In this webinar, Gwyneth Lonergan, Rachel Rosen and Eve Dickson will introduce their books, followed by a response by Umut Erel, and Q&A with the audience.
Speakers:
Gwyneth Lonergan is Lecturer in Social Sciences at Northumbria University. Previously, she was a Wellcome Trust Research Fellow in Social Science and Bioethics in the department of Sociology at Lancaster University. Between 2017 and 2019 she was a Research Associate in Sociological Studies at the University of Sheffield. She was awarded her PhD in Sociology from the University of Manchester in 2016. Her recent publications include "Pregnant racialised migrants and the ubiquitous border: the hostile environment as a technology of stratified reproduction" in Critical Social Policy, "Reproduction and the Expanding Border: Pregnant Migrants as a ‘Problem’ in the 2014 Immigration Act" in Sociology, "Distinctive or Professionalised? Understanding the Postsecular in Faith-Based Responses to Trafficking, Forced Labour and Slavery in the UK" (with H Lewis et al) in Sociology.
Rachel Rosen is a Professor of Sociology at University College London. Rachel's research focuses on marginalised children and families, especially those with precarious immigration status; the intersection of neoliberal welfare and border regimes which shape their lives; and their practices of sustenance, care, social reproduction, and solidarity. Her research, teaching, and public engagement is located at the intersections of sociology of childhood and materialist feminist thought. Her recent publications include "From waithood to alternative futures: unaccompanied children and young people's temporalities of care in the UK's migration regime" in Journal of Ethnic and Migration Studies, "Childhood and Care in the Time of Coronavirus" in Coronavirus: Perspectives on Childhood, Youth and Family, and "The formative intersections of ‘race’, nation, and generation: learning from ‘care’ in the lives of unaccompanied child migrants" (with V Metoo) in American Behavioral Scientist.
Eve Dickson is a Research Fellow in the Social Research Institute at UCL. She works across cultural, psychosocial, and childhood studies.

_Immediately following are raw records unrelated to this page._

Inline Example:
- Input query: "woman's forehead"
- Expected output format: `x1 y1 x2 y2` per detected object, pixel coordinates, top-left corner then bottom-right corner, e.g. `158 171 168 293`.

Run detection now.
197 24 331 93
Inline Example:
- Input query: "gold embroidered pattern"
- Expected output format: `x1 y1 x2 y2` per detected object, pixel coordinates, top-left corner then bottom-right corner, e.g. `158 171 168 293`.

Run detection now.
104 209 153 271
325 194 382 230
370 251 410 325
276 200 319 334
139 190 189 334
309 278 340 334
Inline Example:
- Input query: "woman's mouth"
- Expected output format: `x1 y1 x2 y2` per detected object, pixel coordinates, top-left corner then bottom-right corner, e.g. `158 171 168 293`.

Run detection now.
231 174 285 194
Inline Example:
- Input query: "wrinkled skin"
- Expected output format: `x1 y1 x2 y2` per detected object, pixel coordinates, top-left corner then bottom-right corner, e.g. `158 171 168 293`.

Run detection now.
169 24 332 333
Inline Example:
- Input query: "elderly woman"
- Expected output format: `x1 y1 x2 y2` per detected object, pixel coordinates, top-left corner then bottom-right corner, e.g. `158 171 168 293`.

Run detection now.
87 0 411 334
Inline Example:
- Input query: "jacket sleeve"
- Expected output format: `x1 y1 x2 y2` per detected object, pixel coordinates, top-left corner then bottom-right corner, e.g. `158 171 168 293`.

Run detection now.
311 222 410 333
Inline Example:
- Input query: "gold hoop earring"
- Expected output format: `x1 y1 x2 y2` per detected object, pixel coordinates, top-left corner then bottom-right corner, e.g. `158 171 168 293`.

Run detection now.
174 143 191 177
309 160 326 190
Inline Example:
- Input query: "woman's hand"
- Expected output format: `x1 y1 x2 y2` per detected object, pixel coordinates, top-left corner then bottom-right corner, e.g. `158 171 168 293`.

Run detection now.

Her current research is concerned with the relationship between immigration and welfare controls, with a focus on families and children. She is co-investigator on the ESRC-funded project, ‘Social reproduction in the shadows: Making lives with no recourse to public funds’.
Umut Erel is Professor in Sociology at the Open University. Her research employs an intersectional approach and explores how gender, migration and ethnicity inform practices of citizenship. This has first been developed in her PhD, looking at skilled migrant women from Turkey in Britain and Germany (2009), then she explored these issues in the context of paid and unpaid work of refugee women in the voluntary sector and migrants in new areas of multiculture. Her current work focuses on migrant families and citizenship, exploring how migrant women’s mothering practices can be conceptualized as citizenship practices.
Chair: Nando Sigona, Chair of International Migration and Forced Displacement and Director of IRiS, University of Birmingham.